絶望
剣一が、自分の黒いローブで包んだアリスを大切に抱きかかえていると、土煙の向こうから二つの影が歩み寄ってきた。
一際眩い光を放つ真白と、闇に溶け込むような静寂を纏ったシロミ。二人は剣一の姿を認めるなり、弾かれたように駆け寄ってきた。
「お兄ちゃん! アリスちゃんは無事なの!?」
真白が悲鳴に近い声を上げ、剣一の腕の中でぐったりとしているアリスの顔を覗き込む。
「……ああ。なんとか、な。……二人とも、そっちの偽物は?」
剣一の問いに、真白は力強く頷き、シロミはふっと視線を逸らして唇の端を上げた。
「……愚問ね。……妹を語る不届き者は、影の底へ沈めてきたわ」
シロミは冷淡に言い放つが、その肩も激しく上下しており、彼女自身も限界に近い死闘を繰り広げてきたことが見て取れる。

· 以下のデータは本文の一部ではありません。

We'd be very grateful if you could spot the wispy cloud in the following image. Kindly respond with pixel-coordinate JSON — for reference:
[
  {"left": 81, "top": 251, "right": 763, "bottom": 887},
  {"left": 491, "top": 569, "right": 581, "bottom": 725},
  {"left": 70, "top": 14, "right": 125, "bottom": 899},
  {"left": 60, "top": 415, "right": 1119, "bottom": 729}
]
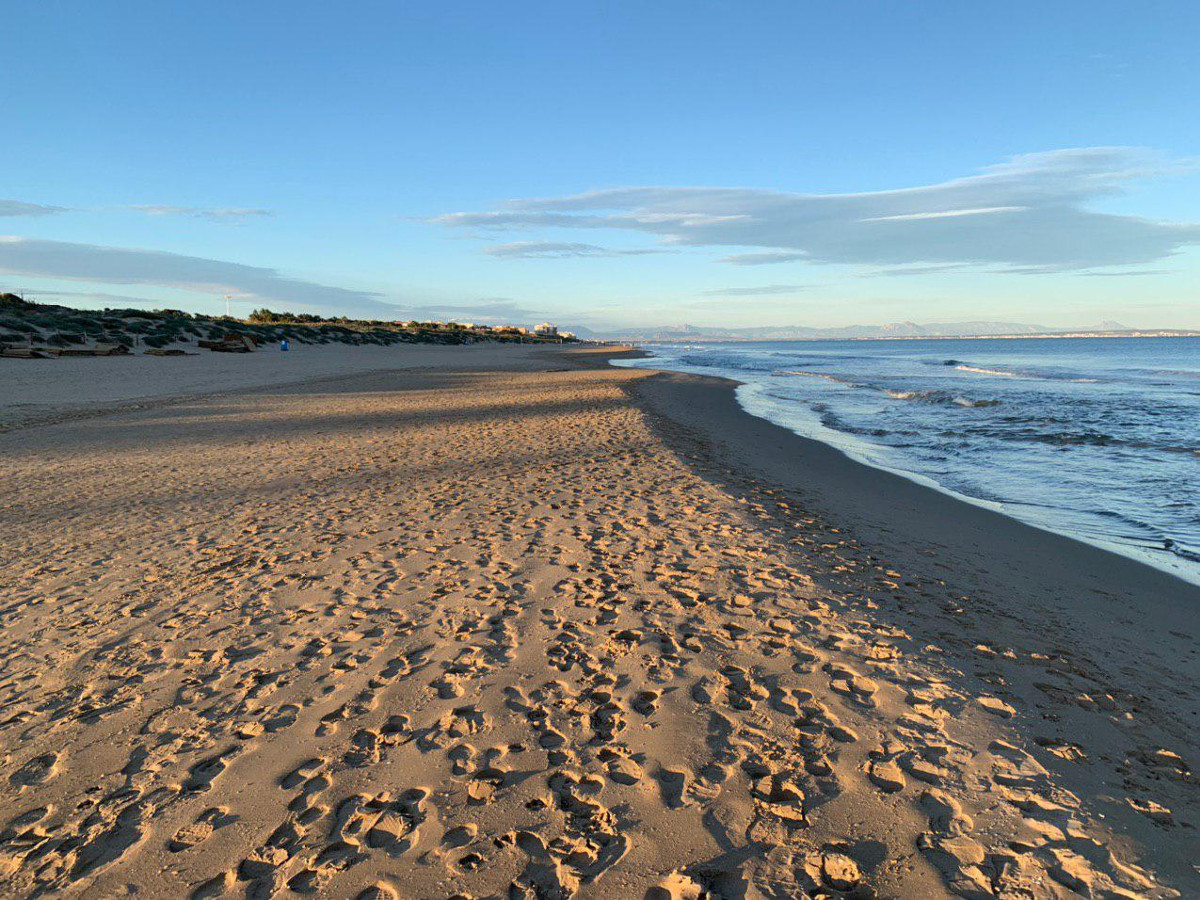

シロミは、剣一のローブ越しに伝わるアリスの微かな魔力を感じ取り、少しだけ目を細めた。
「……あのアリスが、そこまでボロボロになるなんて。……随分と、ひどい真似をされたみたいね」
「……ああ。……だが、アリスは勝った。……あいつが、俺たちを繋いでくれたんだ」
剣一は、抱き抱えている腕を少しだけ強め、アリスを真白とシロミの間にそっと下ろした。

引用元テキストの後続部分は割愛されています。